Элинор не жалела о такой перемене; но все же это было ново и удивительно, так что она спрашивала о самочувствии Марианны, пожалуй, чаще, чем требовалось. Но та, ни словом, ни жестом не выражая нетерпения, отвечала, что с ней все хорошо.

Уже на закате карета подъехала к особняку. Марианна, ненадолго задремавшая в конце пути, пробудилась от того, что стихло мерное цоканье лошадиных копыт, и экипаж остановился. Краткий сон почти не освежил Марианну, она мечтала скорее лечь в постель и была рада тому, что муж, выйдя из кареты первым, поспешно отворил ей дверь.

У дверей выстроилась шеренга слуг. Всем им полковник представил новую хозяйку Делафорда — и Марианна приложила все силы, чтобы не зевать и выглядеть бодрой во время церемонии приветствия. Однако, едва они с полковником переступили порог, как усталость взяла над ней верх. Марианна пошатнулась и, быть может, упала бы без сил прямо у дверей, если бы полковник, не отходивший от нее ни на шаг, ее не подхватил.

Марианна мгновенно встала на ноги и извинилась за свою неуклюжесть с простодушной искренностью, которая, как подумалось Элинор, этой новой Марианне очень шла.
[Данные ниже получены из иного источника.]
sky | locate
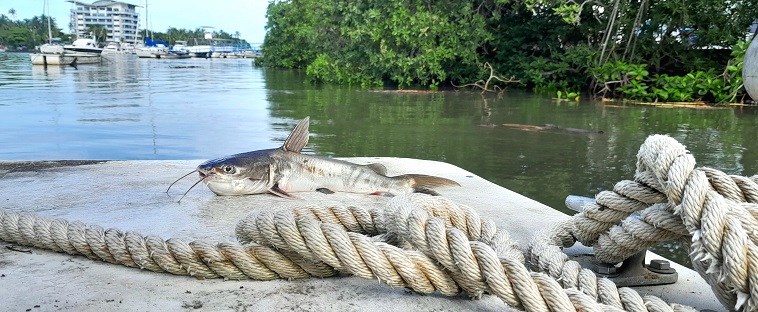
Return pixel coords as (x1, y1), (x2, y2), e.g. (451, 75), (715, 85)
(0, 0), (268, 43)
Полковник Брэндон лишь отмахнулся от ее извинений, как отмахнулся бы от игривого щенка, невзначай налетевшего ему на ногу. Он уже отдавал распоряжения слугам — и в их числе приказ показать мисс Дэшвуд ее комнату.

Элинор хотела было возразить, заметив, что сначала должна позаботиться о Марианне, но тут же вспомнила, что это больше не ее забота: защитником и хранителем сестры стал полковник Брэндон, и нет сомнений, что он сделает для нее все возможное. Так что Элинор последовала за слугой в отведенную ей комнату. Убедившись, что Марианна в ней не нуждается, — думала она, — она вернется в Бартон-коттедж. Втайне Элинор предпочла бы остаться здесь на несколько дней, посмотреть, справляется ли Марианна с ролью хозяйки поместья; однако, если ее не пригласят остаться, разумеется, напрашиваться не будет.